La répression des défenseurs des droits humains est une affaire de psychologie. Les menaces visent surtout à ce que les défenseurs se sentent vulnérables, anxieux, désemparés et impuissants. En dernière analyse, la répression vise aussi à briser les organisations et à miner la confiance des défenseurs en leurs dirigeants et collègues. Les défenseurs doivent concilier à la fois une gestion soignée et efficace des menaces et le maintien d’un sentiment de sécurité au travail. C’est également le sujet principal de ce chapitre.

Au chapitre deux, nous avons défini les menaces comme "la possibilité qu’une personne porte atteinte à l’intégrité physique et morale d’une autre personne ou de ses biens par un acte délibéré et souvent violent". Nous avons aussi abordé les menaces possibles (lorsqu’un défenseur lié à votre travail est menacé et qu’il y a des raisons fondées de croire que vous serez menacé(e) à votre tour) et les menaces déclarées (comme par exemple recevoir une menace de mort). Nous allons à présent examiner aux moyens de gérer les menaces déclarées.

Une menace déclarée est l’annonce ou l’indication de l’intention d’infliger un dommage, de punir ou de blesser, généralement afin de parvenir à une fin concrète. Les défenseurs des droits humains reçoivent des menaces à cause de l’impact de leur travail, et la plupart des menaces ont pour but avoué de mettre fin aux activités des défenseurs, ou de les forcer à faire quelque chose.

La menace a toujours une origine, c’est-à-dire la personne ou le groupe qui est mis en cause par le travail du défenseur et qui menace. Une menace a aussi un objectif, qui dépend de l’impact du travail du défenseur, et un moyen d’expression, autrement dit la manière dont elle se manifeste au défenseur.

Les menaces sont délicates. Nous pourrions dire avec une pointe d’ironie que les menaces sont "écologiques » car elles ont pour but d’obtenir des résultats maximaux avec un investissement minimal d’énergie. La personne qui menace a choisi ce moyen plutôt que de passer à l’acte, qui exige un investissement d’énergie plus important. Pourquoi ? Il peut y avoir de nombreuses raisons qui méritent d’être signalées dans ce contexte :

  • L’auteur de la menace dispose de la capacité d’agir mais s’inquiète dans une certaine mesure du prix politique d’une action au grand jour contre un défenseur des droits humains. Des menaces anonymes peuvent être proférées pour les mêmes raisons.
  • L’auteur de la menace n’a qu’une capacité limitée d’action et veut obtenir le même résultat en cachant ses moyens défaillants par une menace. Cette capacité limitée peut être seulement passagère, en raison d’autres priorités, ou permanente ; dans les deux cas cependant les choses peuvent changer et entraîner une agression directe du défenseur à une date ultérieure.

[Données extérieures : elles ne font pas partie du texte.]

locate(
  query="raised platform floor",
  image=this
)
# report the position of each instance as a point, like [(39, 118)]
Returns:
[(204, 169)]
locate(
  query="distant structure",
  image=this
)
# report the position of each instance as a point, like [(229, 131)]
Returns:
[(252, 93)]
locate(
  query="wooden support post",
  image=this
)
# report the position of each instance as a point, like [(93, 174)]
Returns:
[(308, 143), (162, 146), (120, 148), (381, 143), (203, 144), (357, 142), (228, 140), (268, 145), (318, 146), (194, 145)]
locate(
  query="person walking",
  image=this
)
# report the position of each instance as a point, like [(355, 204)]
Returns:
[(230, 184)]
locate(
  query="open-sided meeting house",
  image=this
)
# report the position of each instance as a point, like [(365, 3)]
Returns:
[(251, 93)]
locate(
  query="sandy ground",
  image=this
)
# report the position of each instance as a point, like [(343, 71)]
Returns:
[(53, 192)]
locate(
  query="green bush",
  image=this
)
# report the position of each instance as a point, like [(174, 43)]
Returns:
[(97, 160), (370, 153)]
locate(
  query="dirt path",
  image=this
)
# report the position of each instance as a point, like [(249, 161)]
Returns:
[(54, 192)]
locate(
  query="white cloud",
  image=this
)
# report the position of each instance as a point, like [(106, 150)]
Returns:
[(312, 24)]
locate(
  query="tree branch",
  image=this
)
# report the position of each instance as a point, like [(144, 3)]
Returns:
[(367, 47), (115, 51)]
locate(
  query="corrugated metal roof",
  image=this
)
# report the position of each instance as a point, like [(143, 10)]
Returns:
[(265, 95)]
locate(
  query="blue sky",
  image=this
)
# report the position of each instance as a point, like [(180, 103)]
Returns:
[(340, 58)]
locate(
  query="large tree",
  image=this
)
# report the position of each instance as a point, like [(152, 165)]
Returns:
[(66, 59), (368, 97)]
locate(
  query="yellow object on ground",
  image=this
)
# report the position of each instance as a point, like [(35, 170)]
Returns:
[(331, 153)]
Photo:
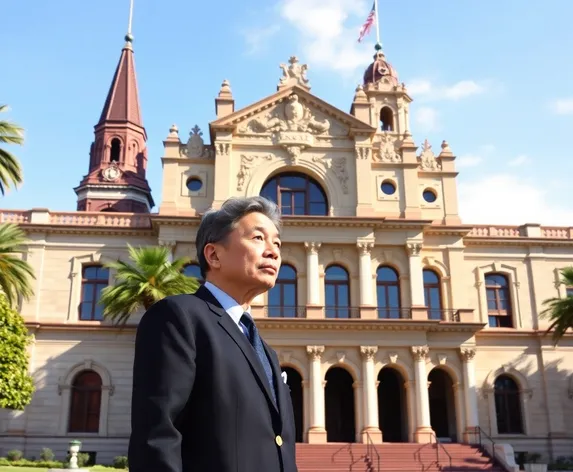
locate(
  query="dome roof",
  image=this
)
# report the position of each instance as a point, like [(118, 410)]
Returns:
[(379, 69)]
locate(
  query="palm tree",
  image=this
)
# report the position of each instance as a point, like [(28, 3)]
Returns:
[(10, 170), (560, 310), (15, 273), (149, 278)]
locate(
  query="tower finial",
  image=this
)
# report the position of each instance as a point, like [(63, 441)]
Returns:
[(129, 36)]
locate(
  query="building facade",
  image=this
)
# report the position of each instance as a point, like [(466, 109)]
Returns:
[(394, 321)]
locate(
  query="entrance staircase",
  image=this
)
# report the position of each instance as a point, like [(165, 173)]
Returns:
[(393, 457)]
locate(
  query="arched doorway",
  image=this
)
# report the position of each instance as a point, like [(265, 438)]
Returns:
[(392, 406), (442, 405), (294, 381), (339, 406)]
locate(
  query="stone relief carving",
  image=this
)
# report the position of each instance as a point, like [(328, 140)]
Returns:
[(338, 166), (420, 353), (247, 163), (195, 146), (387, 151), (363, 153), (223, 149), (427, 158), (294, 73), (292, 126)]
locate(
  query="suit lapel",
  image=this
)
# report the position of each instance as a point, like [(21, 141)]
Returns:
[(231, 328)]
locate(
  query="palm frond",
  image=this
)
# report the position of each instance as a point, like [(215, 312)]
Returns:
[(16, 274), (147, 277), (559, 311)]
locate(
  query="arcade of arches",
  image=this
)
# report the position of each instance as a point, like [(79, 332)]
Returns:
[(334, 406)]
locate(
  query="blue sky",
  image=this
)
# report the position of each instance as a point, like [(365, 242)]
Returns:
[(495, 79)]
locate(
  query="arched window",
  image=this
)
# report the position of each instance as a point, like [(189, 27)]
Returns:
[(386, 119), (85, 403), (94, 279), (115, 151), (337, 292), (282, 300), (498, 301), (296, 194), (507, 406), (388, 292), (193, 270), (432, 294)]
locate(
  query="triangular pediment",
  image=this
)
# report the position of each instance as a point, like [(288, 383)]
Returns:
[(292, 109)]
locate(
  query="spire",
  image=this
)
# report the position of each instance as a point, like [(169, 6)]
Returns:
[(122, 102), (116, 178)]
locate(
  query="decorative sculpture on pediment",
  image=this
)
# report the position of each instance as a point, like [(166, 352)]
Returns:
[(195, 146), (387, 152), (427, 158), (292, 125), (294, 74), (247, 164), (338, 166)]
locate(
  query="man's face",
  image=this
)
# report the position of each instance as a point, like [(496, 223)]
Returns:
[(250, 257)]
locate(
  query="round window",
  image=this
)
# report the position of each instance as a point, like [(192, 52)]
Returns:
[(194, 184), (388, 187), (429, 195)]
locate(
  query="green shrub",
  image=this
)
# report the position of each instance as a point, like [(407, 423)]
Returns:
[(120, 462), (47, 454)]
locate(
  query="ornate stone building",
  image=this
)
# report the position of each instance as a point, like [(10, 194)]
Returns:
[(392, 319)]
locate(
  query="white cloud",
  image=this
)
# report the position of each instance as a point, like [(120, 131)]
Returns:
[(428, 91), (563, 106), (329, 32), (519, 161), (468, 160), (427, 119), (259, 38), (511, 200)]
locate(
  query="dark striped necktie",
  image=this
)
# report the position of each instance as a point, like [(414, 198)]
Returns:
[(255, 340)]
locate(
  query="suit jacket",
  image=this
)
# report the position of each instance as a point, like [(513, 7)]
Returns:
[(201, 401)]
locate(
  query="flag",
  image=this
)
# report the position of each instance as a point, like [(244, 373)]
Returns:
[(367, 26)]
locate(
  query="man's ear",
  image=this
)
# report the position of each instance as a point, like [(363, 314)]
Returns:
[(211, 255)]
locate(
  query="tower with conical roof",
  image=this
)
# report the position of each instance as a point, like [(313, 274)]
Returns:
[(116, 179)]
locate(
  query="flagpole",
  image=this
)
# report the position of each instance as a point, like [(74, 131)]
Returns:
[(377, 22)]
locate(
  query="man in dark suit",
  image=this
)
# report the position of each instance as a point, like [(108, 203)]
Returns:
[(208, 395)]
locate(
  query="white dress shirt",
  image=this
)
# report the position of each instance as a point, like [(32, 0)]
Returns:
[(231, 306)]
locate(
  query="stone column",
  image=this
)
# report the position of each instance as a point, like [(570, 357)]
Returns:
[(371, 423), (312, 276), (317, 430), (416, 280), (169, 244), (470, 395), (424, 432)]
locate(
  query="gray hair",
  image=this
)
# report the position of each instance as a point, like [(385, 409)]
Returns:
[(216, 225)]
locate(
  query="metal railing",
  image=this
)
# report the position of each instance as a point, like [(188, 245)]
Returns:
[(440, 314), (399, 313), (285, 311), (344, 312), (370, 452)]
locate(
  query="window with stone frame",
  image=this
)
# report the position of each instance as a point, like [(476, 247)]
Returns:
[(337, 292), (282, 298), (388, 293), (432, 294), (296, 194), (85, 403), (508, 406), (94, 279), (499, 307)]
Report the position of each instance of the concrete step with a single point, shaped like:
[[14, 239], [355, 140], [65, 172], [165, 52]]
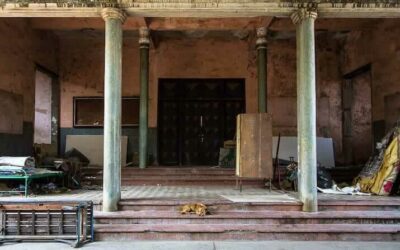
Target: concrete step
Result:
[[226, 205], [371, 232], [167, 170], [180, 181], [252, 217]]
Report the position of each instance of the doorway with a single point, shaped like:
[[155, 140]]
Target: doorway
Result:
[[195, 117], [47, 106], [357, 116]]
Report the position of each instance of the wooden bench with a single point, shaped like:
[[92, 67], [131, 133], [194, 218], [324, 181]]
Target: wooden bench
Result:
[[63, 221]]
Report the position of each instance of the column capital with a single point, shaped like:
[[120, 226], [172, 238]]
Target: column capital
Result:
[[113, 13], [144, 37], [261, 41], [302, 14]]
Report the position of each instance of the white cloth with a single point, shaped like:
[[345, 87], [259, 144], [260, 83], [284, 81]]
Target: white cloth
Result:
[[18, 161]]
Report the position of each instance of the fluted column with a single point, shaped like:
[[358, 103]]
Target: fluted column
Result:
[[144, 42], [306, 108], [261, 45], [112, 108]]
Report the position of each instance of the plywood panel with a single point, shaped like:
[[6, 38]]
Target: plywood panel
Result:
[[254, 140], [92, 147], [11, 113]]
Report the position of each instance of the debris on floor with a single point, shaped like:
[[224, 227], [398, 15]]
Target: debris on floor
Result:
[[382, 170]]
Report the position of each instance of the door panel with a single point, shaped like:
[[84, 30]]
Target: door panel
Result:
[[195, 117]]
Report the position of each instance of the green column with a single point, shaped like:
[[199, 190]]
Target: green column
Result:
[[144, 42], [306, 108], [112, 108], [262, 68]]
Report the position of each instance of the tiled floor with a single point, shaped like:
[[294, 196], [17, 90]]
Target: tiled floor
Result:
[[194, 192], [157, 192]]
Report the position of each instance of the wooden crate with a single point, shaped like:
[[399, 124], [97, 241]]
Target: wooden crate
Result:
[[254, 146]]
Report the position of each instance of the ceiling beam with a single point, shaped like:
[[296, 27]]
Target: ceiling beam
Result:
[[203, 10]]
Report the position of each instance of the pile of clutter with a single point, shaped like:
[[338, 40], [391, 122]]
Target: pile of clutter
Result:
[[380, 175]]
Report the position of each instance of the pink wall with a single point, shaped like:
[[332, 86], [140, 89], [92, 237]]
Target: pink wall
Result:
[[20, 48]]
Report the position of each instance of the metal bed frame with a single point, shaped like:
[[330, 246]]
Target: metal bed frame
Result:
[[27, 178]]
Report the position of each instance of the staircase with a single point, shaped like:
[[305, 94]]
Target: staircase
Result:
[[168, 176], [361, 220]]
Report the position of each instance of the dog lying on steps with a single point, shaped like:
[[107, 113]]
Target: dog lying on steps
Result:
[[194, 208]]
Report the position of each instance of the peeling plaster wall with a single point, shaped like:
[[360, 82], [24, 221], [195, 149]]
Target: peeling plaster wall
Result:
[[282, 88], [21, 48], [82, 67], [380, 46]]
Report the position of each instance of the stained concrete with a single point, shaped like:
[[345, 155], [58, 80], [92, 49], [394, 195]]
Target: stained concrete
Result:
[[213, 245], [81, 71], [21, 49]]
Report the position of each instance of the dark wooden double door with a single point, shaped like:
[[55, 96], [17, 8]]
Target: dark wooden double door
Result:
[[195, 117]]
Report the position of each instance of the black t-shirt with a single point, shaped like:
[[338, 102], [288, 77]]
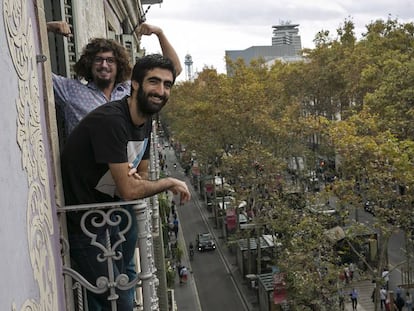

Une menace est toujours une expérience personnelle, et elle n’est jamais sans effet. Pour l’exprimer autrement, les menaces affectent toujours les personnes visées de quelque façon que ce soit., Un défenseur a dit un jour : « Les menaces ont toujours un effet, ne serait-ce que parce que nous en parlons ». En fait, toute menace peut produire un effet double, émotionnel et sécuritaire. Nous nous concentrerons sur la sécurité dans ce qui suit, mais nous ne devrions pas oublier qu’il y a une dimension émotionnelle dans toute menace.

Nous savons qu’une menace est généralement due à l’impact de notre travail. Recevoir une menace représente donc une réaction à la façon dont notre travail touche une personne donnée. De ce point de vue, une menace est une source inestimable d’informations qui devrait être analysée minutieusement.